Santa Sofia tornerà a essere una moschea. Dopo 85 anni, Recep Tayyip Erdogan realizza così il sogno dell'islam politico in Turchia.
Il Consiglio di Stato ha votato all'unanimità l'annullamento del decreto di Mustafa Kemal Ataturk che aveva trasformato in museo il monumento, dopo quasi 1.500 anni trascorsi come luogo di culto cristiano e poi musulmano.
Una decisione storica che il presidente ha subito tradotto in legge, firmando il decreto che trasferisce l'amministrazione dell'edificio dal ministero del Turismo alla Diyanet, l'autorità statale per gli affari religiosi, che amministra le 80 mila moschee turche. E da oggi una in più.
Dalla preghiera del venerdì del 24 luglio, ha annunciato il leader di Ankara in un discorso serale alla nazione, tornerà un luogo di culto islamico.
Un passo simbolico anche per Erdogan
Per Erdogan, spesso accusato di minare la laicità delle istituzioni di Ankara, è il passo simbolicamente più importante dopo oltre 17 anni al potere, che gli permette di ricompattare la sua base politica in un momento di difficoltà, tra crisi economica ed emergenza coronavirus.

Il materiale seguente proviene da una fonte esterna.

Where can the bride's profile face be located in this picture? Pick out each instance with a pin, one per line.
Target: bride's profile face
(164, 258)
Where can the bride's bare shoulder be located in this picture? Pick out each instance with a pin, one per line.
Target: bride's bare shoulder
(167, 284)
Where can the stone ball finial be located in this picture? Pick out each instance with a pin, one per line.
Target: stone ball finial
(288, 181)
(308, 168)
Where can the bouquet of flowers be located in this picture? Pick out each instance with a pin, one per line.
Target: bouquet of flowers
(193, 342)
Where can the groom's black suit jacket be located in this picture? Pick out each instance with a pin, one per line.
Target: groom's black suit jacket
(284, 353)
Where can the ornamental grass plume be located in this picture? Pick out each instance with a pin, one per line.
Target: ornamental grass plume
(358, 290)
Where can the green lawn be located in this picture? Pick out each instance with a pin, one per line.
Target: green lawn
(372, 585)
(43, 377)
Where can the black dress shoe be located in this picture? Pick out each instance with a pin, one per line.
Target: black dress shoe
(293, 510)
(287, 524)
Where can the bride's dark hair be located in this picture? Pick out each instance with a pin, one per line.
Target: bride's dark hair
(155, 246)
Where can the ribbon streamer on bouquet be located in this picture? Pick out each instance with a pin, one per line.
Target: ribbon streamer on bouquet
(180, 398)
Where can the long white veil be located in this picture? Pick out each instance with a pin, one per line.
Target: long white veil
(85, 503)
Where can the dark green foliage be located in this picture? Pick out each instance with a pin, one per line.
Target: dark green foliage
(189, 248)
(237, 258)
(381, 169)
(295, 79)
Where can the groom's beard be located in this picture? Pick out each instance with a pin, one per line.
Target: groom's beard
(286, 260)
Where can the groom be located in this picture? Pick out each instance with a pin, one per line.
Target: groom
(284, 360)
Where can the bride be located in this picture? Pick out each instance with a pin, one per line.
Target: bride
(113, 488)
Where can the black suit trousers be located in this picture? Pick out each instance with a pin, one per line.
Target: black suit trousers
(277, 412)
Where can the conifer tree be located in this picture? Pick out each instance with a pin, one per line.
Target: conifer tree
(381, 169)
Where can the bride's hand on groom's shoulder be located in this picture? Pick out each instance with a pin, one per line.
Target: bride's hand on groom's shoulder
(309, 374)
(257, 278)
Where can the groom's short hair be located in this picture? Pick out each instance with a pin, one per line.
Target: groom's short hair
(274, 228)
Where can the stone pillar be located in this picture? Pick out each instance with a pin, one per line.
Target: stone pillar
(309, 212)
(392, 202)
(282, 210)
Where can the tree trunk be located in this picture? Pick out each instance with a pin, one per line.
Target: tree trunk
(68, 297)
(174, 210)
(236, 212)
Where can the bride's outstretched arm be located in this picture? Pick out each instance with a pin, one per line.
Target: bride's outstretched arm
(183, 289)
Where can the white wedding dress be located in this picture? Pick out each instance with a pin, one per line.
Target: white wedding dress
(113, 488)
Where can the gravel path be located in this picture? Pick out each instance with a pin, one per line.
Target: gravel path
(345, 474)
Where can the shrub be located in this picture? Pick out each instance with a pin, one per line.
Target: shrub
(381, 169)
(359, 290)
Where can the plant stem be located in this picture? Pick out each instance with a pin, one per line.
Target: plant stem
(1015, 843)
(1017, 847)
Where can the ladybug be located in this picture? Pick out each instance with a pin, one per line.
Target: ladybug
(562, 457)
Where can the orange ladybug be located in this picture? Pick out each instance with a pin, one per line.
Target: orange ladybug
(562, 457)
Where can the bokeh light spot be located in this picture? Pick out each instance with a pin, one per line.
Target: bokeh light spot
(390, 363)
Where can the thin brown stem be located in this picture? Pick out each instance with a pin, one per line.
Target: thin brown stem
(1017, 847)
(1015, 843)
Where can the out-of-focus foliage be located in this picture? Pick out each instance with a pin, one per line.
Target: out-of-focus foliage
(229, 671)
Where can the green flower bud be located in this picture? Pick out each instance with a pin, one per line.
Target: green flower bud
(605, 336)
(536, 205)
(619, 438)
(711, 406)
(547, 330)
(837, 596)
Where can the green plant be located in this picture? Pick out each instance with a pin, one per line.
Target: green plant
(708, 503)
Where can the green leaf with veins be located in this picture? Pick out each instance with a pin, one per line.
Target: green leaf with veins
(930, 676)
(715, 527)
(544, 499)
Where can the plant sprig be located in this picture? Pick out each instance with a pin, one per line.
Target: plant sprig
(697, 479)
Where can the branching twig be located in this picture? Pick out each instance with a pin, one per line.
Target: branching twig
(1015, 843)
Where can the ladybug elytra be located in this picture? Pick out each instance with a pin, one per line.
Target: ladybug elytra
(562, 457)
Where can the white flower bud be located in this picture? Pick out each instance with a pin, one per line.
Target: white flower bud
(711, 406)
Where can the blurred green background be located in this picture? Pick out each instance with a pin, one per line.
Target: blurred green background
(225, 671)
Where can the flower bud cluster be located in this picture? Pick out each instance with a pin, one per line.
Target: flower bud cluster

Una mossa che lo riafferma anche come leader nel mondo islamico, ma che rischia di costargli caro nei rapporti con il resto della comunità internazionale.
Proteste e indignazione
La decisione ha subito scatenato proteste e indignazione. Per la Grecia, si tratta di una «aperta provocazione al mondo civilizzato». Secondo la ministra della Cultura, Lina Mendoni, «il nazionalismo mostrato da Erdogan riporta il suo Paese indietro di sei secoli». Immediata è giunta anche la reazione della Chiesa ortodossa russa, che parla di una decisione che ignora «milioni di cristiani».
Già alla vigilia, il patriarca ecumenico di Costantinopoli, Bartolomeo, primus inter partes tra le guide spirituali dei 300 milioni di fedeli ortodossi, aveva lanciato l'allarme sui rischi di una reazione «dei cristiani nel mondo contro l'Islam».
Da Washington a Mosca, da Bruxelles ad Atene, in tanti avevano tentato di fermare lo strappo. Invano. Il leader di Ankara ha invocato la «sovranità nazionale» sulla decisione, assicurando però che «le porte continueranno a essere aperte a tutti, turchi e stranieri, musulmani e non musulmani».
Inascoltati sono rimasti anche gli appelli al dialogo dell'Unesco, che ora si dice «profondamente dispiaciuto» e ha espresso la sua «preoccupazione» all'ambasciatore turco presso l'organismo, chiedendo un confronto per evitare il rischio di rimozione del monumento dalla lista del Patrimonio mondiale dell'umanità.
Festeggiamenti di gruppi islamisti e nazionalisti
Per quasi un millennio la chiesa più grande della cristianità, a lungo sede del patriarcato di Costantinopoli, trasformata in moschea dal sultano Maometto II nel 1453 dopo la conquista ottomana, Santa Sofia torna ora luogo di preghiera per i musulmani.
I giudici della decima sezione del Consiglio di stato hanno accolto il ricorso presentato nel 2016 da un piccolo gruppo islamista locale, l'Associazione per la protezione dei monumenti storici e dell'ambiente. Secondo le motivazioni del massimo tribunale amministrativo, l'edificio appartiene a una fondazione che l'avrebbe eredito da Maometto II e sarebbe quindi illegittimo destinarlo ad un uso diverso da quello previsto dal sultano.
Immediati sono stati i festeggiamenti di gruppi islamisti e nazionalisti, oltre che di ministri e deputati. Poco prima della decisione, il monumento era stato appositamente transennato per evitare assembramenti a ridosso dell'edificio. Sventolando bandiere turche, i manifestanti si sono comunque riuniti nella piazza antistante di Sultanahmet. «Rompiamo le catene di Santa Sofia», era stato per anni il loro slogan. Da oggi, quelle «catene» non ci sono più.